I take no stand on whether this terminological claim, or the ascription of it to Larry Wall, is correct. I do the dilution of the term "regex" (or "regexp", etc) is unfortunate, but here we are. Though I'll note that back before Larry decided to go all Dr Frankenstein and was still writing things like rn and patch, we used to call these things "EREs", for "extended regular expressions", which at least suggested that we weren't talking about Kleene's regular expressions.
-- Michael Wojcik
Admin
Companies think they can save $$$ by hiring cheap Indian and Chinese H1-Bs. They get this.
Admin
#!/usr/bin/perl print $ARGV[0] =~ /((((?{$i++}))()(?{$i--})))*(??{("[^\w\W]")x(abs $i)})/ ? "BALANCED\n" : "NOT BALANCED\n";
Admin
And if you don't like arbitrary code execution then my previous statement about LBAs still holds but now you just use backreferences to handle a predetermined number of parenthesis (that's the linear-bounded part).
Admin
Admin
Finally someone brings in the CS language theory stuff. I expected page 1, but no...
Admin
$ checkbalparen "()" BALANCED
$ checkbalparen "())" NOT BALANCED
$ checkbalparen "((((()))))" BALANCED
$ checkbalparen "((((()))))" -- I ctrl-C'd this because it appeared to hang
$ checkbalparen "((((())))" BALANCED -- uh, no it's not
$ checkbalparen "(()" BALANCED -- doh
$ checkbalparen "(()))" NOT BALANCED
$ checkbalparen "((())))" NOT BALANCED -- hmmm, that took a noticeable amount of time to execute
$ checkbalparen "(((()))))" NOT BALANCED -- hmmmmmmmmmmmmm, that took a few SECONDS
$ checkbalparen ")(" BALANCED -- 'nuf said, I think
Admin
Admin
did someone say "sub-continent"
Admin
Who the fuck is going to use a regular expression in this case? This is why languages provide constructs like
foo.downcase
Something simple like tr/A-Z/a-z/ or an s///g-based solution is the worst idea to do. Besides being nowhere near as readable or intelligible, it's also wrong. This assumes only characters within the 128-bit ASCII character set, and fails on any character with uppercase and lowercase equivalents outside the A-Z range. Yeah, you aren't going to have that in HTML, but even getting in the habit of writing a regexp for this sort of thing is a bad idea.

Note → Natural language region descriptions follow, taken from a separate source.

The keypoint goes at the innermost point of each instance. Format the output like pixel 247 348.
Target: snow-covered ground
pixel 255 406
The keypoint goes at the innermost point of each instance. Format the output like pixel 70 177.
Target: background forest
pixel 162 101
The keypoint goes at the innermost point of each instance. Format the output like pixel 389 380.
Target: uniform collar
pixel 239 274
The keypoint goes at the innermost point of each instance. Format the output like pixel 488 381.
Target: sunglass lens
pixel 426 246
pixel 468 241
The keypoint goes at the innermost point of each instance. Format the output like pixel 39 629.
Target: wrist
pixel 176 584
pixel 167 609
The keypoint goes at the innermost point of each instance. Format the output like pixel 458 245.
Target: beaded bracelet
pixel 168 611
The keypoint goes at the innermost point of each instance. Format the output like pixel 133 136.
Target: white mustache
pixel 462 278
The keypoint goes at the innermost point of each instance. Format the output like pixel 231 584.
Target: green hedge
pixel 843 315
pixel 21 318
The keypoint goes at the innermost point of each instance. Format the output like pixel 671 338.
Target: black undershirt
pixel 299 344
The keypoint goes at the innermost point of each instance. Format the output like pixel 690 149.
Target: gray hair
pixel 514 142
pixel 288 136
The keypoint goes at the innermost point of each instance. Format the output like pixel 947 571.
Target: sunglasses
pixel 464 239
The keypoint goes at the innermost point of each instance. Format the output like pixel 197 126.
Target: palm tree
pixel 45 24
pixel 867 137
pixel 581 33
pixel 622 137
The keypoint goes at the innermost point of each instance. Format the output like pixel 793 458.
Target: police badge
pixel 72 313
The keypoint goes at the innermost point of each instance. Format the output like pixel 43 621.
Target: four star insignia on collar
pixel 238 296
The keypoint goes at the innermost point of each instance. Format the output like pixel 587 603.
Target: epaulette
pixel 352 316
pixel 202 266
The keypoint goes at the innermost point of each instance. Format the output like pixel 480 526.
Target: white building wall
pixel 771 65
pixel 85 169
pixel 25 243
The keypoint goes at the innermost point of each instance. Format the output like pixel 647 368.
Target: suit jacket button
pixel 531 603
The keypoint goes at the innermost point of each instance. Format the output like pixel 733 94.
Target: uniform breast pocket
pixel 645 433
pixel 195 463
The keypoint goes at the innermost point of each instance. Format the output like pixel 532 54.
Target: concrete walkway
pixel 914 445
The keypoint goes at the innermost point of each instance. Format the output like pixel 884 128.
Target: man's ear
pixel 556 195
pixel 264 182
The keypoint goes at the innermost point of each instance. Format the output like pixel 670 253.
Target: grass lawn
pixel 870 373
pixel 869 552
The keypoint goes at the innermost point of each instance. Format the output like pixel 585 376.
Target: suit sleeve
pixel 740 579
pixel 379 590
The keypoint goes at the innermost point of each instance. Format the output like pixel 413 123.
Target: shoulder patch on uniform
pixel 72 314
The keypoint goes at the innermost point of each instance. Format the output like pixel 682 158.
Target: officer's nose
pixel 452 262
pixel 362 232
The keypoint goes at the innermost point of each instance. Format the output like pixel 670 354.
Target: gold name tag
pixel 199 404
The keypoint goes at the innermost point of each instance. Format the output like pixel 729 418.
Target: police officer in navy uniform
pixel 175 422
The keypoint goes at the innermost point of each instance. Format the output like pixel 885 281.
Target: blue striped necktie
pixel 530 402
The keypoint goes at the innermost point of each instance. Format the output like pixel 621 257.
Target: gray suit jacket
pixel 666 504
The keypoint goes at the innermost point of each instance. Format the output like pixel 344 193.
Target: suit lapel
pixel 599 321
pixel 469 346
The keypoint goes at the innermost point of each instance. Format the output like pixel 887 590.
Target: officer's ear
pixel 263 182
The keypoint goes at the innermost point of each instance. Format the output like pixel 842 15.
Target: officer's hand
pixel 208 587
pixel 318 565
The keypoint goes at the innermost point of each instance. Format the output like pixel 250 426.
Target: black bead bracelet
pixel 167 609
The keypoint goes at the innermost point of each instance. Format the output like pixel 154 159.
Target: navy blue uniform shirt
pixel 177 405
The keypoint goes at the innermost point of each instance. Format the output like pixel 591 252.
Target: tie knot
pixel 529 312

Regular expressions are great for many things. But just as you wouldn't use one for a serious attempt at a primality test ('1' * num !~ /^1?$|^(11+?)\1?$), you shouldn't use it for case changes or parsing structured data like XML, YAML, or SGML.
Admin
The canonical example is
which defines {ww | w in sigma*} which is neither regular, nor context-free. Regexps as implemented in current programming languages are not regular in the computer-science-theoretic sense, and have been extended to describe other classes of languages.
Admin
I can prove to you that a Turing machine can solve the graph isomorphism problem, which is NP-complete. I can't show you an example of it working, however, for two graphs with a million nodes apiece. Do you therefore disregard the proof?
Admin
Just a couple of words
RegExBuddy
Regexbuddy.com
See the light.
Admin
Admin
True, cross your fingers that it's well-formed.
Admin
Screw toLowerCase(), just do s/<(.*?)>/\L$1\E/g. Easy easy.
Captcha: Stinky. I am not!
Admin
No, that's wrong. I have used regexes in PHP, and I can understand it. It isn't unreadable or unmaintainable.
And perl programmers don't just throw scrabble tiles on the floor and write whatever lands face-up, it would be unlikely to do what is expected if you do that.